Séville Brendan Gleeson et Taylor Kitsch

Plus d’une décennie après avoir enchanté le Québec et le monde entier, La grande séduction est de retour dans une version canadienne-anglaise.

«J’aurais souhaité avoir l’idée, avoue Don McKellar (Last Night), le réalisateur de The Grand Seduction (La Grande Séduction à l’anglaise), lors d’une entrevue réalisée dans un autobus en route vers Ciné-Québec. C’est le producteur Roger Frappier qui a eu ce coup de génie. Je pense qu’il devrait y avoir plus de remakes de projets québécois.»

En apparence, l’histoire de cette nouvelle variation est la même. Une petite communauté tente de convaincre un médecin de s’installer sur son île afin qu’une grosse compagnie investisse chez elle et crée des emplois salvateurs. Seuls la langue (l’anglais) et le lieu (Terre-Neuve) sont différents.

Il ne faudrait toutefois pas se fier aux apparences, à en croire l’impressionnant Brendan Gleeson (In Bruges), qui était récemment de passage à Mont­réal. «L’humour général n’est pas le même, affirme celui qui désirait obtenir la bénédiction de Raymond Bouchard avant de participer à ce projet. Ici, les personnages parlent différemment et ils sont plus réservés. Dans la version précédente, l’humour physique était plus exagéré, comme chez Jacques Tati. C’est fascinant de voir les différents moyens de faire rire les gens.»

Pour sa part, Taylor Kitsch (John Carter) n’a pas tenu à se laisser inspirer par le travail de Jean-François Pouliot afin d’éviter de copier le travail de David Boutin (le docteur). «Je sais comment le film est aimé et je respecte ça, dit-il. Je pense que, plus que tout, il fallait le mettre à notre main pour créer nos propres moments magiques.»
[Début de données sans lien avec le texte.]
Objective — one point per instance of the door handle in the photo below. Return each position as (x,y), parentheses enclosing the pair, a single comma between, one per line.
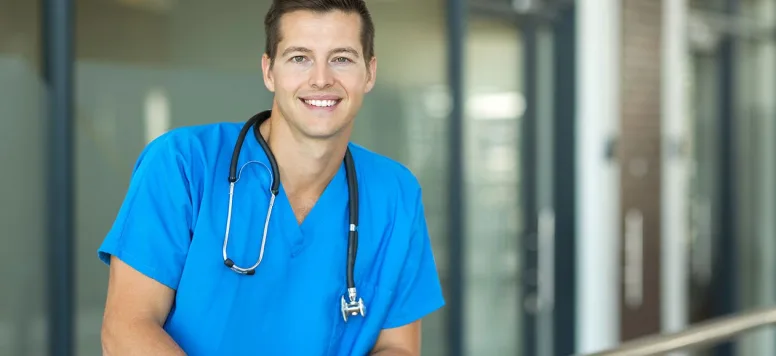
(633,270)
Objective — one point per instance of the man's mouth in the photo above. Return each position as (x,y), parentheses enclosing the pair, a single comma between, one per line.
(323,102)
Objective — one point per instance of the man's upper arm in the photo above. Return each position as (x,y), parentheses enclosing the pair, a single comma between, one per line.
(133,296)
(418,292)
(151,233)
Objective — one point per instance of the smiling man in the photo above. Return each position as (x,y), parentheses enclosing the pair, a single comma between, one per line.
(277,236)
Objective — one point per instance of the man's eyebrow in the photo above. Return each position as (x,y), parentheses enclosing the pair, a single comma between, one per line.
(350,50)
(295,49)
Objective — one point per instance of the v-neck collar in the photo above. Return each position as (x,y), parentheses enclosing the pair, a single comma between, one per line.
(329,205)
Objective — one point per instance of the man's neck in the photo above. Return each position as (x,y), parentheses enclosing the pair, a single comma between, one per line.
(306,166)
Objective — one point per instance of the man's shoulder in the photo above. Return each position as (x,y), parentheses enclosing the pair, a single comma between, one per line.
(207,134)
(192,140)
(384,171)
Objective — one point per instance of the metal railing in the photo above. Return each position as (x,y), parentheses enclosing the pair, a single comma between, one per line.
(696,336)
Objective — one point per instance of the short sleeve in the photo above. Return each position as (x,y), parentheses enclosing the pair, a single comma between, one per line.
(419,291)
(151,232)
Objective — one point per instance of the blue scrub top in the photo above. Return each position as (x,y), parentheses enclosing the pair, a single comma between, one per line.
(171,228)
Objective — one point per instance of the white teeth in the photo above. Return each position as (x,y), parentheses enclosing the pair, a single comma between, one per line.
(321,103)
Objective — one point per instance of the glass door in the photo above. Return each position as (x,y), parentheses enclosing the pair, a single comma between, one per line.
(509,146)
(494,107)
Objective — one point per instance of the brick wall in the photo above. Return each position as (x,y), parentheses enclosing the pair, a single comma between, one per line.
(639,155)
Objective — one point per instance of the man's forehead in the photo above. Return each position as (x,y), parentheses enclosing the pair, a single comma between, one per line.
(320,31)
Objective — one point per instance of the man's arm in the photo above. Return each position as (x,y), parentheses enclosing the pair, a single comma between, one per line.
(135,311)
(401,341)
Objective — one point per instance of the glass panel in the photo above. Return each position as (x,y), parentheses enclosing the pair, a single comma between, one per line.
(23,318)
(144,67)
(703,144)
(494,105)
(756,163)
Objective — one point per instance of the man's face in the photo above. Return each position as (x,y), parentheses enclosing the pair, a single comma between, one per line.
(319,75)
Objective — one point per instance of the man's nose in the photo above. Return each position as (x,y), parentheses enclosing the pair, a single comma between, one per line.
(321,76)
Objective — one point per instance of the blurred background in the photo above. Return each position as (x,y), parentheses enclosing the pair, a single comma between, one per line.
(594,170)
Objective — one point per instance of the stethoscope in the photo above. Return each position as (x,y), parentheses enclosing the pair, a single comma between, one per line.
(351,307)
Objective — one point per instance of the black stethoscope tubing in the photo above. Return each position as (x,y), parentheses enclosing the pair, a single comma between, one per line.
(354,306)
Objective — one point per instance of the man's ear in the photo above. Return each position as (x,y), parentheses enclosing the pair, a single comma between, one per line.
(266,68)
(371,74)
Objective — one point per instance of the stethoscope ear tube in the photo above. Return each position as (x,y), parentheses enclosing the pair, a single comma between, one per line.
(350,171)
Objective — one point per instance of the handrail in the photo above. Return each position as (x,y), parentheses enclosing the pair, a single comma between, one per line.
(701,334)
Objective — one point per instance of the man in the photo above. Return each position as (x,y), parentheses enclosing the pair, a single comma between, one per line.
(172,290)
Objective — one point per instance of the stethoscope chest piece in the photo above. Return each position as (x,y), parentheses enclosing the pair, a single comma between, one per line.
(352,307)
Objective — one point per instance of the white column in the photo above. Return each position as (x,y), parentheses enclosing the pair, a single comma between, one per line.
(597,206)
(674,199)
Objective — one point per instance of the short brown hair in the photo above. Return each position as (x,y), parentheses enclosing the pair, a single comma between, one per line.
(281,7)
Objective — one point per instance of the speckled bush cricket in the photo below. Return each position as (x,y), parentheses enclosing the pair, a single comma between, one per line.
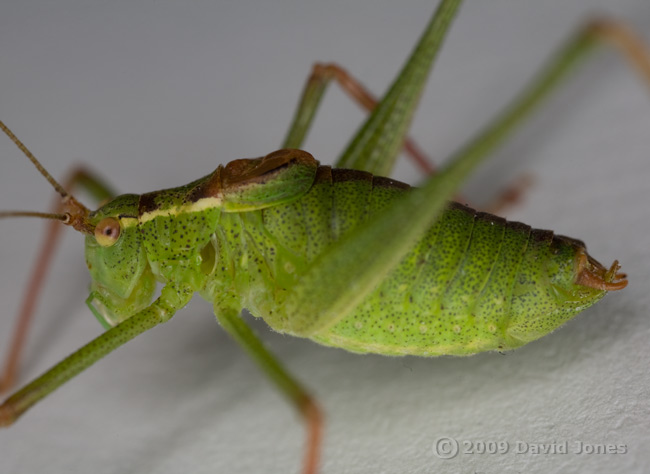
(152,208)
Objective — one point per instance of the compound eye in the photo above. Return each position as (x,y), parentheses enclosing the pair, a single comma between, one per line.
(107,231)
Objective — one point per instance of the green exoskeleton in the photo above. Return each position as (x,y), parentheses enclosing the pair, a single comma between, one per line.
(338,255)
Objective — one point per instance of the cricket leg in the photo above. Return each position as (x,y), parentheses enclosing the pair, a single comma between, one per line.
(79,177)
(158,312)
(231,321)
(318,80)
(354,265)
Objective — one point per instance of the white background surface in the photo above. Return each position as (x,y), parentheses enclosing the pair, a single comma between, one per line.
(155,94)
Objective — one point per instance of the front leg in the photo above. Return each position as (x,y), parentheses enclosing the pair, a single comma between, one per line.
(158,312)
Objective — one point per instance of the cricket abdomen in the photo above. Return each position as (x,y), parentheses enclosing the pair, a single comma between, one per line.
(456,292)
(450,295)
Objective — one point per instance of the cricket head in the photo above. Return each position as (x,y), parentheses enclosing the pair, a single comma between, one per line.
(573,281)
(122,281)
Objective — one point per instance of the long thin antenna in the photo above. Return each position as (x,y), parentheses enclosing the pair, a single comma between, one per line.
(43,215)
(32,158)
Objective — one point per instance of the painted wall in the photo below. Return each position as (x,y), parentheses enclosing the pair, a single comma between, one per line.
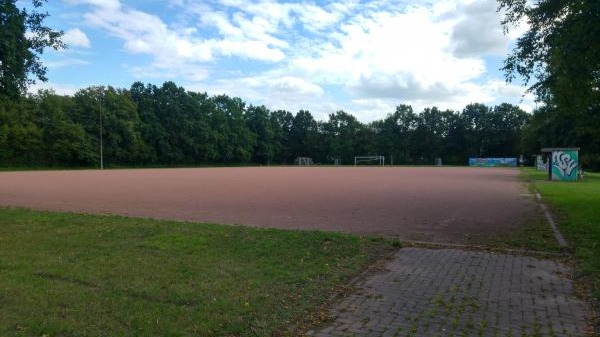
(565,165)
(493,162)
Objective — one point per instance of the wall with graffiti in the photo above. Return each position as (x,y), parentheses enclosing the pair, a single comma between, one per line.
(493,162)
(565,165)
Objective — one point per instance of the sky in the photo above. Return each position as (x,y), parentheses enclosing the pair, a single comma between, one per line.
(363,57)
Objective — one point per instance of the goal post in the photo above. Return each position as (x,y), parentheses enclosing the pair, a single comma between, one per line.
(303,161)
(380,160)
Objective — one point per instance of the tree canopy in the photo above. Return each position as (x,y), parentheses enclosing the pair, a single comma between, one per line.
(23,38)
(559,58)
(168,125)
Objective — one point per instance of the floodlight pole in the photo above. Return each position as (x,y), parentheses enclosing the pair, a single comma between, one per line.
(101,140)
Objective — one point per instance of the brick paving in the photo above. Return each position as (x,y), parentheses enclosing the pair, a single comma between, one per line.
(452,292)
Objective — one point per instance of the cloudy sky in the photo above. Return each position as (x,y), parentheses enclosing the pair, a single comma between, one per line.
(364,57)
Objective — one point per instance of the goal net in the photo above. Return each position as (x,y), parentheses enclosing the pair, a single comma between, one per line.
(303,161)
(362,160)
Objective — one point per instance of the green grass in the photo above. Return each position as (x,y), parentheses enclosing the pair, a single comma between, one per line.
(576,206)
(65,274)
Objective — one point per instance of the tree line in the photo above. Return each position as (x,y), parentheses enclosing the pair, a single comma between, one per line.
(151,125)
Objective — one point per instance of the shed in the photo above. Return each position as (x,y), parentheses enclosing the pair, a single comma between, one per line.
(563,163)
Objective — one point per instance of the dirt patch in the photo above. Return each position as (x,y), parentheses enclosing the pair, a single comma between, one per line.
(420,203)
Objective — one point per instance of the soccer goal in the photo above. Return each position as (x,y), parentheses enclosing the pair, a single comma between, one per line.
(303,161)
(380,160)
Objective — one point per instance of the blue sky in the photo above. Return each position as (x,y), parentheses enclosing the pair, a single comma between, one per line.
(364,57)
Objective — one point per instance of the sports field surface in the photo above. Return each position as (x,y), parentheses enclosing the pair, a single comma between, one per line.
(447,204)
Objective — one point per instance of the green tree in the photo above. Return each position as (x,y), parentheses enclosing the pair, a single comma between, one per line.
(559,58)
(260,124)
(281,122)
(342,130)
(65,143)
(303,133)
(23,38)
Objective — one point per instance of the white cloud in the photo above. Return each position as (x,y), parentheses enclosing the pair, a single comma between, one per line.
(65,62)
(363,57)
(76,38)
(479,31)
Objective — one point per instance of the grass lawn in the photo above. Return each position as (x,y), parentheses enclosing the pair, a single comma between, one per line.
(576,206)
(65,274)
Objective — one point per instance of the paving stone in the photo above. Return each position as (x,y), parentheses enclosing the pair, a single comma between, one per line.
(453,292)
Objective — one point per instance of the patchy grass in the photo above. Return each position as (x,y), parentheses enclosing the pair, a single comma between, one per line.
(534,235)
(576,207)
(81,275)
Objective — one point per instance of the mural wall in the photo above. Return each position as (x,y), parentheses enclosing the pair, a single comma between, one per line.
(565,165)
(493,162)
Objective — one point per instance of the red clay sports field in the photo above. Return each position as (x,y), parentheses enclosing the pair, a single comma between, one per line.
(443,204)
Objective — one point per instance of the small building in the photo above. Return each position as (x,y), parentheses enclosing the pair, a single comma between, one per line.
(563,163)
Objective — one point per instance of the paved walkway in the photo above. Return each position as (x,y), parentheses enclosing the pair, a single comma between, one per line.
(452,292)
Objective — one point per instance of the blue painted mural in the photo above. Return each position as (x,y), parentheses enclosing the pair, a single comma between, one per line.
(493,162)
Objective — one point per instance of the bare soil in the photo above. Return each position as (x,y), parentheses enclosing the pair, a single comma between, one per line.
(447,204)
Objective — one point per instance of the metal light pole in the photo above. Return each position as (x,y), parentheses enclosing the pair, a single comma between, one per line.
(101,145)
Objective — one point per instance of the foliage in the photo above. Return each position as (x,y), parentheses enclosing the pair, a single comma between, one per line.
(23,37)
(82,275)
(573,203)
(168,125)
(559,57)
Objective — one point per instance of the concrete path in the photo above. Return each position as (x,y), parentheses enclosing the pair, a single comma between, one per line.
(452,292)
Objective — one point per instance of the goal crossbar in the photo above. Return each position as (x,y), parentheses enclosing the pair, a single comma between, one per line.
(363,159)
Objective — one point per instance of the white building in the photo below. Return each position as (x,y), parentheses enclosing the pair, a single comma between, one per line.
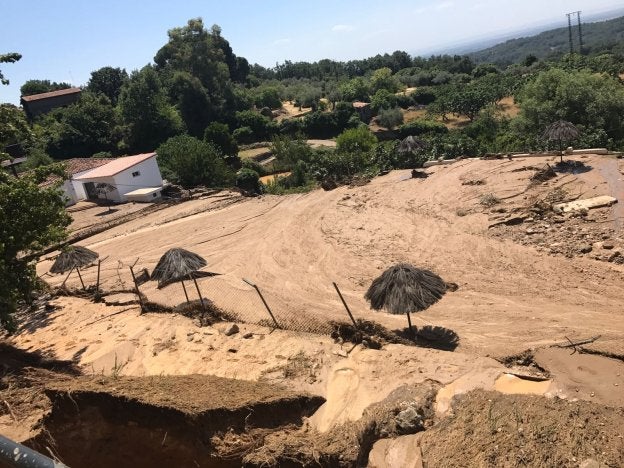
(118,178)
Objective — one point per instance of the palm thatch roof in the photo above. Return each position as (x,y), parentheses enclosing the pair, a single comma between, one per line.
(71,257)
(175,265)
(403,288)
(411,144)
(561,130)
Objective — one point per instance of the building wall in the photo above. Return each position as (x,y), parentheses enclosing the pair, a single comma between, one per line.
(124,182)
(149,176)
(43,106)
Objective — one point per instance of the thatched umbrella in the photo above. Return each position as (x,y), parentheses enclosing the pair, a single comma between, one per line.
(561,131)
(403,288)
(71,257)
(177,265)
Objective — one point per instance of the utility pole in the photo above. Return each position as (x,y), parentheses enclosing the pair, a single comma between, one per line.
(578,16)
(569,15)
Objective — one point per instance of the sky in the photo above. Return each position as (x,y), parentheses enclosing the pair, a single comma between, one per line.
(65,40)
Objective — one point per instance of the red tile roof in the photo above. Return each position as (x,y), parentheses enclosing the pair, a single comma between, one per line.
(116,166)
(60,92)
(77,165)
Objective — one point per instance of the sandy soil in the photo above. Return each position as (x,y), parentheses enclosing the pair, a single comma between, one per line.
(511,297)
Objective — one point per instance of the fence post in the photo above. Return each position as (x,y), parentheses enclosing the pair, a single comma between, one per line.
(136,285)
(263,301)
(344,303)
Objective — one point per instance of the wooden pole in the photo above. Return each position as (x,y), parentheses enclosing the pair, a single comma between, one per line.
(185,293)
(201,299)
(344,303)
(97,283)
(136,285)
(80,276)
(263,301)
(409,322)
(67,277)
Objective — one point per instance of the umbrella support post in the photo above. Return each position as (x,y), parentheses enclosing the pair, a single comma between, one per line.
(201,299)
(267,306)
(344,303)
(80,276)
(409,322)
(97,283)
(136,285)
(67,277)
(185,293)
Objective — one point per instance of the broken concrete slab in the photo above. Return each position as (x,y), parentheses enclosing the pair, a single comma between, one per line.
(586,204)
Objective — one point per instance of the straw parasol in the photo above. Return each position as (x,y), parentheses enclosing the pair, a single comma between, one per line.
(177,265)
(71,257)
(561,131)
(403,288)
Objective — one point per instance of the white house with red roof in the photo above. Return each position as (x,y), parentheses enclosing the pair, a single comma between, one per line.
(129,178)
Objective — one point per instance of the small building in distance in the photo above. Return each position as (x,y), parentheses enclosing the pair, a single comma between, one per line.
(37,104)
(124,178)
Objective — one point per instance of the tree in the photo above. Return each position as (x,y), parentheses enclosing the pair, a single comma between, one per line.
(193,162)
(192,101)
(219,135)
(390,118)
(150,119)
(383,79)
(584,98)
(82,129)
(11,57)
(31,217)
(383,99)
(202,54)
(14,128)
(41,86)
(248,180)
(355,140)
(108,81)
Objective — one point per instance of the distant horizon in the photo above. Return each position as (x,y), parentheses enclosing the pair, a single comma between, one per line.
(104,34)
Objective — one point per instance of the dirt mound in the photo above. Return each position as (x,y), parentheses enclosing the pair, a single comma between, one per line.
(407,410)
(491,429)
(162,420)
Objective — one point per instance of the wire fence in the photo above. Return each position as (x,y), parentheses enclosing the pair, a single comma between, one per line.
(298,306)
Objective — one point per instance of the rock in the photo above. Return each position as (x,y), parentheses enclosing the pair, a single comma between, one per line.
(409,420)
(585,248)
(231,330)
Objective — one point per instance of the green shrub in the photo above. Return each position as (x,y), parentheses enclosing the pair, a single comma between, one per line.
(390,118)
(421,127)
(248,180)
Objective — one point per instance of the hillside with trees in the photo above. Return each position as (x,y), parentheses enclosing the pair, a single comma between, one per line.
(199,104)
(604,36)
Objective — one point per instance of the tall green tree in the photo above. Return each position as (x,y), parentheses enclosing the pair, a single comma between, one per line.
(108,81)
(31,218)
(82,129)
(11,57)
(146,112)
(590,100)
(192,162)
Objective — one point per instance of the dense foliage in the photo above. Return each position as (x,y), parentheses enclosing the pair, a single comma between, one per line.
(31,217)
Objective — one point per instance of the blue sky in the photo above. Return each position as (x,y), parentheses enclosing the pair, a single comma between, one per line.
(66,40)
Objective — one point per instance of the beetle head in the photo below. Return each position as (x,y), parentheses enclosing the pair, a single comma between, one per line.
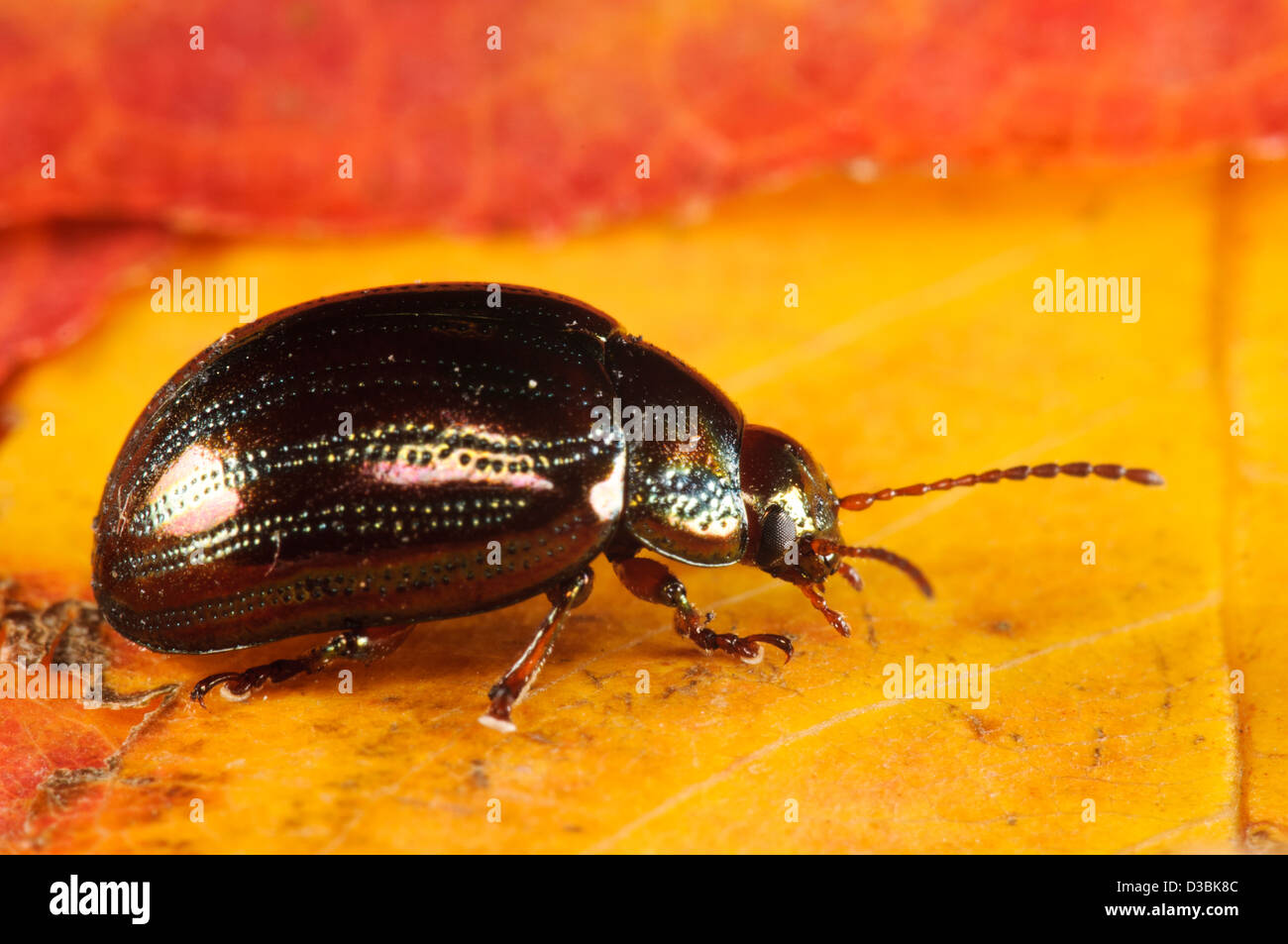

Des instants drôles et ludiques, et d’autres plus dramatiques et poignants, le sujet de la crise économique ayant peut-être laissé plus de traces en 2014 qu’en 2003. «C’est un propos tellement universel, affirme Liane Balaban (One Week), qui interprète une jeune femme qui hésite à embarquer dans l’opération de charme de son village. Et je crois que c’est la raison pour laquelle les spectateurs adhèrent tant à La grande séduction et à sa reprise. Ils comprennent d’où viennent ces personnages et comment ils se battent fort pour pouvoir travailler. Je pense que n’importe qui peut s’identifier à ça, au désir d’avoir un but dans la vie.»

Pourquoi y retourner?
La grande séduction a été un des films québécois les plus vus et appréciés de la dernière décennie. Qu’est-ce qui attirerait les cinéphiles de la Belle Province dans la salle obscure pour voir son remake en anglais? «La curiosité, lance le pince-sans-rire Mark Critch, qui est surtout connu pour son travail à l’émission culte This Hour Has 22 Minutes. Chaque province est convaincue d’avoir les meilleurs comédiens, les meilleures chansons. C’est très canadien de penser comme ça. Alors, pour en être certains, les gens doivent aller le voir. Peut-être qu’ils vont l’adorer ou le détester – c’est notre droit d’être protecteur avec ce qu’on fait, mais il faut s’en assurer, non?»